Below is a copy of a post that, coincidentally, my middle school music teacher recently put on Facebook. He sums up very well several variations that a mind in survival mode may develop to cling to in a difficult time but fail to release later, even when it gets in the way of a full, healthy, authentic life. You may recognize some of your own coping mechanisms that you feel ready to release, to make room for a kinder, gentler reality and sense of peace and joy. LUVMVMT, in all its variations, exists to help people evolve toward healthy self-love, self-acceptance and self-care.
RE-BLOG: 15 STYLES OF DISTORTED THINKING
Filtering: You take the negative details and magnify them while filtering out all positive aspects of a situation.

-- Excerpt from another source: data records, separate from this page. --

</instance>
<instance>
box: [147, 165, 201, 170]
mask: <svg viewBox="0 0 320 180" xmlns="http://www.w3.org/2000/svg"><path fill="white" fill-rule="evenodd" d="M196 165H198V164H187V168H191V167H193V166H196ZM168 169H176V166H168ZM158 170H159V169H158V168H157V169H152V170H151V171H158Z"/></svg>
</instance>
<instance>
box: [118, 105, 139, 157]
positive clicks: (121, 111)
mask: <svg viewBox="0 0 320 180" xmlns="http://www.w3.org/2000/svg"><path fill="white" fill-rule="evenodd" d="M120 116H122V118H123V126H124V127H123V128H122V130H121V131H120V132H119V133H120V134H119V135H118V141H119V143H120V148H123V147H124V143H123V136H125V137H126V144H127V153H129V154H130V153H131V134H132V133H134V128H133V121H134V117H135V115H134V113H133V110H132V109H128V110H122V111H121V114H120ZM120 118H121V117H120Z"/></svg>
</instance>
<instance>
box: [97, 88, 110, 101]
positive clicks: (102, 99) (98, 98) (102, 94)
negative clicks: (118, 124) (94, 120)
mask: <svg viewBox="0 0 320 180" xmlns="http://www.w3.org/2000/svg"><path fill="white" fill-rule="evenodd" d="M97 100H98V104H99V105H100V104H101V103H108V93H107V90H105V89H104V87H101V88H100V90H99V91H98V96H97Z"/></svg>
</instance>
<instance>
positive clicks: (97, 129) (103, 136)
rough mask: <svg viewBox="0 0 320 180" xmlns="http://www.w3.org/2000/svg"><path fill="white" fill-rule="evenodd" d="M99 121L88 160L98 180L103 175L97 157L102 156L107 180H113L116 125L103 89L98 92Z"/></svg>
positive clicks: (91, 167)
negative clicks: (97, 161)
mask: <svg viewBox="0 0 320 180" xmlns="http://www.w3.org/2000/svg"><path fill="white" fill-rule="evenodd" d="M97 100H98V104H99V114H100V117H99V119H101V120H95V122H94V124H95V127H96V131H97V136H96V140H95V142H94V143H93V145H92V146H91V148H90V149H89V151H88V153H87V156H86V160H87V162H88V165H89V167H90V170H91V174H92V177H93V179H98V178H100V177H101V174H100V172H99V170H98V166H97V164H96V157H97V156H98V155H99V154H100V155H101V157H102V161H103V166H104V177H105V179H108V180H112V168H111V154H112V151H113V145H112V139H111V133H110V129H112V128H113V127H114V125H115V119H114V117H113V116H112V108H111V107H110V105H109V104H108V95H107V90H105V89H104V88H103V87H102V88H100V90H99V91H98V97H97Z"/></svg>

Polarized Thinking: Things are black or white, good or bad. You have to be perfect or you’re a failure. There is no middle ground.
Overgeneralization: You come to a general conclusion based on a single incident or piece of evidence. If something bad happens once you expect it to happen over and over again.
Mind Reading: Without their saying so, you know what people are feeling and why they act the way they do. In particular, you are able to determine how people are feeling toward you.
Catastrophizing: You expect disaster. You notice or hear about a problem and start “what if’s.” What if tragedy strikes? What if it happens to you?
Personalization: Thinking that everything people do or say is some kind of reaction to you. You also compare yourself to others, trying to determine who’s smarter, better looking, etc.
Control Fallacies: If you feel externally controlled, you see yourself as helpless, a victim of fate. The fallacy of internal control has you responsible for the pain and happiness of everyone around you.
Fallacy of Fairness: You feel resentful because you think you know what’s fair, but other people won’t agree with you.
Blaming: You hold other people responsible for your pain or take the other track and blame yourself for every problem or reversal.
Should: You have a list of ironclad rules about how you and other people should act. People who break the rules anger you, and you feel guilty if you violate the rules.
Emotional Reasoning: You believe that what you feel must be true–automatically. If you feel stupid and boring, then you must be stupid and boring.
Fallacy of Change: You expect that other people will change to suit you if you just pressure or cajole them enough. You need to change people because your hope for happiness seems to depend entirely on them.
Global Labeling: You generalize one or two qualities into a negative global judgment.
Being Right: You are continually on trial to prove that your opinions and actions are correct. Being wrong is unthinkable and you will go to any length to demonstrate your rightness.
Heaven’s Reward Fallacy: You expect all your sacrifice and self-denial to pay off, as if there were someone keeping score. You feel bitter when the reward doesn’t come.